American librarian and entomologist

Edward Claudius Herrick (February 24, 1811 – June 11, 1862) was an American librarian and scientist. He was the first full-time librarian at Yale University.

==Early life and education==
He was the youngest child of Rev. Claudius Herrick, a much respected teacher in New Haven, Connecticut, and Hannah (Pierpont) Herrick. He was born in New Haven, on what is now a part of the Yale College square. After a good preliminary education, of which the College course did not form a part, he was Engaged as a clerk in the well known book-store of Gen. Hezekiah Howe, where excellent opportunities were afforded him to gratify his early thirst for knowledge. For a short time, he was in business as a bookseller on his own account.

==Career at Yale==
His official connection with the College commenced in 1843. As the Yale University Library was about to be removed to a new edifice, he was appointed Librarian, and he continued to discharge the duties of that office fifteen years, till his resignation in 1858. In 1852 he was also appointed Treasurer of Yale College, and he held that post until his death. His services to the College, however, were by no means confined to his official trusts; but he labored for its interests in every way which his versatile industry could suggest.

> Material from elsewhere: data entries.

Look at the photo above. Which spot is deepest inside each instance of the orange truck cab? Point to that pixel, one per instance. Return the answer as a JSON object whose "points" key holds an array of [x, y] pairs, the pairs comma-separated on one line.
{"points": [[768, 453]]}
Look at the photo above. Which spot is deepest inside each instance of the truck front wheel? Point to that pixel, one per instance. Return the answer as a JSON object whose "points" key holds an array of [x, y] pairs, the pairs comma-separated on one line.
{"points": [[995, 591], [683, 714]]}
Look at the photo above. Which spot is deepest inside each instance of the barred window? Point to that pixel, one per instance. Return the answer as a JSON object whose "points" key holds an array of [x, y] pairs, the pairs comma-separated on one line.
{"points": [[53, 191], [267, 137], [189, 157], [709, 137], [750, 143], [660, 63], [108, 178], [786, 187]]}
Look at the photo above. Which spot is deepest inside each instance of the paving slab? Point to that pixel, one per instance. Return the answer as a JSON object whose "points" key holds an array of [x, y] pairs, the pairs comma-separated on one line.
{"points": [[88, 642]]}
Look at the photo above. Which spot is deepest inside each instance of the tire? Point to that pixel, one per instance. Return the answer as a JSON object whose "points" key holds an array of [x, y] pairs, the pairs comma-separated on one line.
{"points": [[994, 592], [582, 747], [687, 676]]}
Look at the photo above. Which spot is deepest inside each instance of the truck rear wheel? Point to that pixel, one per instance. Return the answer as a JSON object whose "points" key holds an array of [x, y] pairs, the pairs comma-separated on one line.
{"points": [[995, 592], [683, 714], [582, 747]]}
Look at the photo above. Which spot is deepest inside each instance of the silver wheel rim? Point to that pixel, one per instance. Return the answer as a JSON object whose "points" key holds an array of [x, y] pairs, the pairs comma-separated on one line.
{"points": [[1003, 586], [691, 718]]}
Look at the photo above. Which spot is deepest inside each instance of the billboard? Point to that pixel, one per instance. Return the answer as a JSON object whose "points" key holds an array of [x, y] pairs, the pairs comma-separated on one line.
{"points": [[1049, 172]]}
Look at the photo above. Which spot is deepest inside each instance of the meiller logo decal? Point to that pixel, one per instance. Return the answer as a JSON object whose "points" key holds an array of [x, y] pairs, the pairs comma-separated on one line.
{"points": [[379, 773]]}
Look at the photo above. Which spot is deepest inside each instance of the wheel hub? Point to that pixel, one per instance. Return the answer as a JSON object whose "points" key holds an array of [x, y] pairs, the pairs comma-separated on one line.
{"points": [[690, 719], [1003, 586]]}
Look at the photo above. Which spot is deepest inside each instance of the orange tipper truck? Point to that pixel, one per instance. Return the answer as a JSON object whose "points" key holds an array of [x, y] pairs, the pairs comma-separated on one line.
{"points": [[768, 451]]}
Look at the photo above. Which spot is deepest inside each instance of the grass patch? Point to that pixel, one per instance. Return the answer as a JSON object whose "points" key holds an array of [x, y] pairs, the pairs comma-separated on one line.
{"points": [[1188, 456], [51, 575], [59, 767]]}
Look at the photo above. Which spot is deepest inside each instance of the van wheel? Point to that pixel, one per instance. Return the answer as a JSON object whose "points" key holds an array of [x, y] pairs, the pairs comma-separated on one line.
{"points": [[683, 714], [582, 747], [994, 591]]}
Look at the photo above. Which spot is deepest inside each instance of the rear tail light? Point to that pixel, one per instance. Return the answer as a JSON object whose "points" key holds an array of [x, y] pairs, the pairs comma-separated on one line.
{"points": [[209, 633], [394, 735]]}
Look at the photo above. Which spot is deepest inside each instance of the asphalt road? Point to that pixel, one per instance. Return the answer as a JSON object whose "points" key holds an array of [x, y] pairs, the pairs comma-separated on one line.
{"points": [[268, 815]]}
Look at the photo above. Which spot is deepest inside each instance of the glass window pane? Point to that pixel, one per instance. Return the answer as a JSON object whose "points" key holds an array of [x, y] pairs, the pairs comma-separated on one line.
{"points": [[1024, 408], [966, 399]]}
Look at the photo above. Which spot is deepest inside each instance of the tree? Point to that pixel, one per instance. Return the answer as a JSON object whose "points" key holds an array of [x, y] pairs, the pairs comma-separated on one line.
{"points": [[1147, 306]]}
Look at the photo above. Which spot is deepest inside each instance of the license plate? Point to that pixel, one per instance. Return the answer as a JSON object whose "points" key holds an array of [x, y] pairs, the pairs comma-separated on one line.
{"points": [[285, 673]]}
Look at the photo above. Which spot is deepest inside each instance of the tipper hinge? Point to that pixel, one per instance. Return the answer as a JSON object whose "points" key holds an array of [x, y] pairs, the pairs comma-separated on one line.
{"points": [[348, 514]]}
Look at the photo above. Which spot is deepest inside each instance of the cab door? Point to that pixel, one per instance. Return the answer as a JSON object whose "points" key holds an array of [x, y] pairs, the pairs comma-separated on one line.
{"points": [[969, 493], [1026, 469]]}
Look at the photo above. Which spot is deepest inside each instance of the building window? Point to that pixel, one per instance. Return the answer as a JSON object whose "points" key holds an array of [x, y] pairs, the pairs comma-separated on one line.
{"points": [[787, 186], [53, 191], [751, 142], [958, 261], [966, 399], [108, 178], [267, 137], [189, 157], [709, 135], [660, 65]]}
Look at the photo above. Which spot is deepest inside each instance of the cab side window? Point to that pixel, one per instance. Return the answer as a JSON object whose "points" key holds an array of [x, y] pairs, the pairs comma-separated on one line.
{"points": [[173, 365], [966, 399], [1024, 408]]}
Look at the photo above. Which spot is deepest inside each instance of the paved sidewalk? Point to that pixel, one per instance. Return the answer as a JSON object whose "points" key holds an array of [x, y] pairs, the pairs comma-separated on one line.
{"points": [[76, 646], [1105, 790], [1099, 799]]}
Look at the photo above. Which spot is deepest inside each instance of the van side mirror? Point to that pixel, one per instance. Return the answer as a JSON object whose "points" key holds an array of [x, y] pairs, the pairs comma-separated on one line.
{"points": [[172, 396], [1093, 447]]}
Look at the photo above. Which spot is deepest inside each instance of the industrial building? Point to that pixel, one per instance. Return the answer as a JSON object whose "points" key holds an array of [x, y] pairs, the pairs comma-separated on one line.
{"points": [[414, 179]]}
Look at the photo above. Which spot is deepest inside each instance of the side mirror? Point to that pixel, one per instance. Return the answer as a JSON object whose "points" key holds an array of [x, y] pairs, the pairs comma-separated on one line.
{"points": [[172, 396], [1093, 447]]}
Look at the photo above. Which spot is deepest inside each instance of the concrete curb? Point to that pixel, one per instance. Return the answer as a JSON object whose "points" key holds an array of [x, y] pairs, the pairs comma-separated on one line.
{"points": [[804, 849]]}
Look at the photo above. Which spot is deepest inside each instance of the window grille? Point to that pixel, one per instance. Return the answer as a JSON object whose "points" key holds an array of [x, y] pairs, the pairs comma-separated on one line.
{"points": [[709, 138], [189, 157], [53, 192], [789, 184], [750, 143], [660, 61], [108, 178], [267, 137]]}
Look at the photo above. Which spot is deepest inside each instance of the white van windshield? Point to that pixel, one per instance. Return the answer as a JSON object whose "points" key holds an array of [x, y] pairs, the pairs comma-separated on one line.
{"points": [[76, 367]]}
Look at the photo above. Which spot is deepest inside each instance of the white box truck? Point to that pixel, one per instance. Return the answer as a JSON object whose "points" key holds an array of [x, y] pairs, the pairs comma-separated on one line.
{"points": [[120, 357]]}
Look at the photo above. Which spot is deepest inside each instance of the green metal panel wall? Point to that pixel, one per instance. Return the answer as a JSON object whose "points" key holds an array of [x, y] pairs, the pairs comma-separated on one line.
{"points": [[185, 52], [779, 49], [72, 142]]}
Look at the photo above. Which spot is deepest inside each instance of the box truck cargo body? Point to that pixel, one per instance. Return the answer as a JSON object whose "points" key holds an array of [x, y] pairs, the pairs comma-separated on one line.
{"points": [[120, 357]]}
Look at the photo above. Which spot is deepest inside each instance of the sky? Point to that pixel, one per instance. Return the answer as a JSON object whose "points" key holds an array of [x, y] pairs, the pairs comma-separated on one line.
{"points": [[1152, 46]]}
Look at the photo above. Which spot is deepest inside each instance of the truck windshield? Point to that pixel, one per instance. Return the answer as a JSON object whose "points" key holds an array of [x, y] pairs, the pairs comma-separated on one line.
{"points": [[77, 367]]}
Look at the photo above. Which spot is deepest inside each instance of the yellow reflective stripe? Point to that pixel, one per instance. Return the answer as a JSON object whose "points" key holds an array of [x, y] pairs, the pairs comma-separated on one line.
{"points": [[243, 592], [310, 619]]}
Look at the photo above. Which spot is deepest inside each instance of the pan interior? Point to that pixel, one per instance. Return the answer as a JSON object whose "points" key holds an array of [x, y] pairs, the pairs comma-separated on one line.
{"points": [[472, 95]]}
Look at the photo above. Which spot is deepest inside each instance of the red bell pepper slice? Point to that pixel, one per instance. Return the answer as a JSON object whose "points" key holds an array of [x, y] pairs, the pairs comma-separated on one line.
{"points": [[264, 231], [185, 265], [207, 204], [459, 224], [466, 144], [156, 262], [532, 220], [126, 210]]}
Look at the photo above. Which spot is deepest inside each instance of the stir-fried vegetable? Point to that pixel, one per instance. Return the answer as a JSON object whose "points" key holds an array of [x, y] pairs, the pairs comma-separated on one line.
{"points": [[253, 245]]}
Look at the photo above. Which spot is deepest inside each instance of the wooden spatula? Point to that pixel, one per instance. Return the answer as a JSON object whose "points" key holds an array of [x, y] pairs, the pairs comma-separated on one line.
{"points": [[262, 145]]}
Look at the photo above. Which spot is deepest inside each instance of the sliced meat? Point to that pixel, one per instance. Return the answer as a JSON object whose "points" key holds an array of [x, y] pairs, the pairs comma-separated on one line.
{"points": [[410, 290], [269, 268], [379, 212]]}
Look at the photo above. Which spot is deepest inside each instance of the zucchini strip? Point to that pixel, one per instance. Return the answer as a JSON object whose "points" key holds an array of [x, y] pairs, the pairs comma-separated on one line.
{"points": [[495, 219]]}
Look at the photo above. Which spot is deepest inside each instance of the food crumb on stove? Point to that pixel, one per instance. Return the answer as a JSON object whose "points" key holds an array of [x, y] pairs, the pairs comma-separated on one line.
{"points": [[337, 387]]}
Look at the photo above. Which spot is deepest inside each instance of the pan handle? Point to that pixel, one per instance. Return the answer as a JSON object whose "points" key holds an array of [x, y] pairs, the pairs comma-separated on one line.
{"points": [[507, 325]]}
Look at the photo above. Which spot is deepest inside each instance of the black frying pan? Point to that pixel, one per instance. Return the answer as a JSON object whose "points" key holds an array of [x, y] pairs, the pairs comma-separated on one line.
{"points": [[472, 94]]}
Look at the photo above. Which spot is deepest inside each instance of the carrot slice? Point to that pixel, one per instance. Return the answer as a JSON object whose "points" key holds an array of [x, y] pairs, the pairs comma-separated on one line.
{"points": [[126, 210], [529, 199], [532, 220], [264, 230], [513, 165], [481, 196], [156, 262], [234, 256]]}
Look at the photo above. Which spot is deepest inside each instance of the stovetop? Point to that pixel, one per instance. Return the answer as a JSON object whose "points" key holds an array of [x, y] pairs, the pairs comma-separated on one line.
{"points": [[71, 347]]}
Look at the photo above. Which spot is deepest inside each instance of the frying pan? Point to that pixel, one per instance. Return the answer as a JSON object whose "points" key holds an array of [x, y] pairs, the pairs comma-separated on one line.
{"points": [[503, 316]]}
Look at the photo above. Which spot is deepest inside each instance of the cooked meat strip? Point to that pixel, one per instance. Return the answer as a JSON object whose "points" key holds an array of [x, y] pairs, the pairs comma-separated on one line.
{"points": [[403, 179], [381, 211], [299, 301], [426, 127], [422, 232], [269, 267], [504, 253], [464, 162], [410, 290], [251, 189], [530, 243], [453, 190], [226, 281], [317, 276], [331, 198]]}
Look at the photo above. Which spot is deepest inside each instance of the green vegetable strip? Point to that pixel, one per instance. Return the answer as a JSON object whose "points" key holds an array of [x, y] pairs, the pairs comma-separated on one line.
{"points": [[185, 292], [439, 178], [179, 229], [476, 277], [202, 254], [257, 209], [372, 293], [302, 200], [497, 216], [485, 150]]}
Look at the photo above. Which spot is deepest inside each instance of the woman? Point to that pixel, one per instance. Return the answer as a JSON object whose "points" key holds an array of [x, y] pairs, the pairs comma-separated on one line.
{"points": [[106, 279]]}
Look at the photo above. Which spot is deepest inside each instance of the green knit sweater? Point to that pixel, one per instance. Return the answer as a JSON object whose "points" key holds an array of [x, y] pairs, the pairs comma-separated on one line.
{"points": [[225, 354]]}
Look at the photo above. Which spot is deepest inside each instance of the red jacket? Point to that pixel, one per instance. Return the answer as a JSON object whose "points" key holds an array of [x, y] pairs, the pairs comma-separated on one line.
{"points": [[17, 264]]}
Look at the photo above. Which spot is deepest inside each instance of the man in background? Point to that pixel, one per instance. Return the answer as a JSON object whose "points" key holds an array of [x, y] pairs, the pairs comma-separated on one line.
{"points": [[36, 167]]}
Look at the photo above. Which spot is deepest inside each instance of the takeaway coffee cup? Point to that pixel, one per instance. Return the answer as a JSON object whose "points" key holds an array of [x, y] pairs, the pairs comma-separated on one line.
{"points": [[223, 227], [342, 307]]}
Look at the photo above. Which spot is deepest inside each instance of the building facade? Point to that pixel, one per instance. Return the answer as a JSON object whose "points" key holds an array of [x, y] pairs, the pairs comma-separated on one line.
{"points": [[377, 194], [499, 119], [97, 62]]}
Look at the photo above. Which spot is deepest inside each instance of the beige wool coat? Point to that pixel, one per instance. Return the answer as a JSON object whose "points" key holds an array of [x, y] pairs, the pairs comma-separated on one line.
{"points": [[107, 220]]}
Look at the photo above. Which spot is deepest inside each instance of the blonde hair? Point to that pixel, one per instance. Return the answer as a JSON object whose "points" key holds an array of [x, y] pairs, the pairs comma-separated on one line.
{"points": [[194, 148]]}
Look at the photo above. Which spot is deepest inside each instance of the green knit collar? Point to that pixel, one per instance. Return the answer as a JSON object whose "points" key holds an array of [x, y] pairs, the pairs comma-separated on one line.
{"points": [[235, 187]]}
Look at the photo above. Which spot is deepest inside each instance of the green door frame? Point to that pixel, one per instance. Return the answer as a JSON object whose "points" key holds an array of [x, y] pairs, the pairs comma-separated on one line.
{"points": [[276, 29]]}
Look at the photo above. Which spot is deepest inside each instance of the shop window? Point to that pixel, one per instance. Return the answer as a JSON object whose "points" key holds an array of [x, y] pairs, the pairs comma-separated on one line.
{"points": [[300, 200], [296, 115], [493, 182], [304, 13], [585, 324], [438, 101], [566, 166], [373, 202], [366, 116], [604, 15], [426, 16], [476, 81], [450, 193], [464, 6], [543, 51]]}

Since the death of Professor James Luce Kingsley, he edited the Yale Triennial Catalogue, and prepared the annual record of the deceased graduates of the College. He also made extensive researches respecting the history of the College, and collected much information respecting the biographies of the early graduates. His public spirit led him to perform many important labors for the town of New Haven, among which, his care for the public records, and his supervision of the Cemetery, are most note-worthy Notwithstanding his life of incessant business, he made high attainments in various departments of science. Entomology was one of his favorite studies, and although he published comparatively little, his acquaintance with the literature of the subject was extensive, and his original investigations were valuable. He was enthusiastically devoted to Astronomy and Meteorology.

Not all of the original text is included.